The majority of the results obtained from Cohen Kappa demonstrated substantial intra- and inter-rater reliabilities, thus demonstrating that all the image diagnosis methods are reproducible.

Conclusions

Based on the data obtained, the present study concluded that high-resolution CBCT showed high accuracy in the diagnosis of periapical diseases in both regions evaluated, and proved to be the most reliable method for the identification of initial periapical diseases (1.8mm). Digital periapical radiography systems (CCD and PSP) demonstrated lower accuracy for smaller lesions (1.8mm) compared with high-resolution CBCT. However, both periapical digital methods were capable to diagnose periapical diseases. The CPR and digital PR did not provide satisfactory images for the identification of incipient periapical diseases (1.8mm).
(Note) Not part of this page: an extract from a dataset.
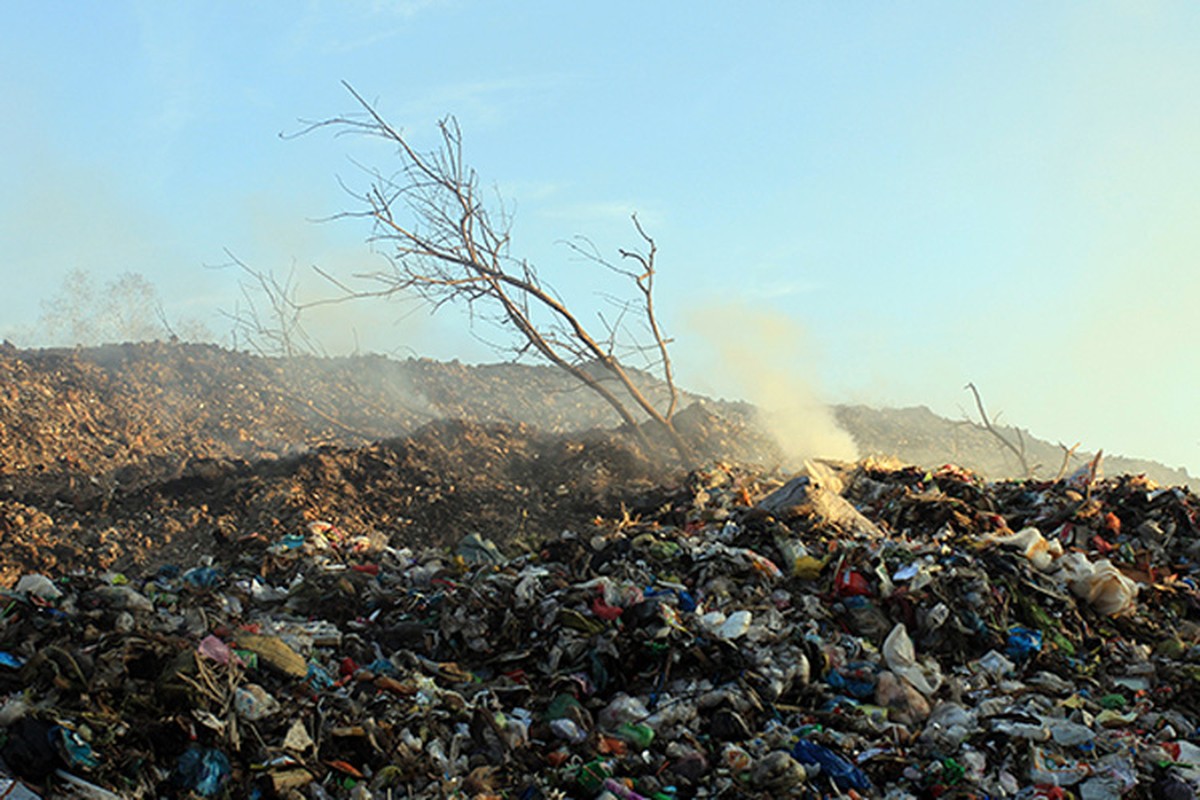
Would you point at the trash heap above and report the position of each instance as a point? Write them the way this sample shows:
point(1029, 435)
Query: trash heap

Ethical disclosuresProtection of human and animal subjects

The authors declare that no experiments were performed on humans or animals for this study.

Confidentiality of data

The authors declare that no patient data appear in this article.

Right to privacy and informed consent

The authors declare that no patient data appear in this article.

Conflicts of interest

The authors have no conflicts of interest to declare.

Acknowledgements

The authors thank Kyria Spyrides, Alexandre Marques, German Villoria and Julia Travassos for fruitful discussions in the preparation of this study.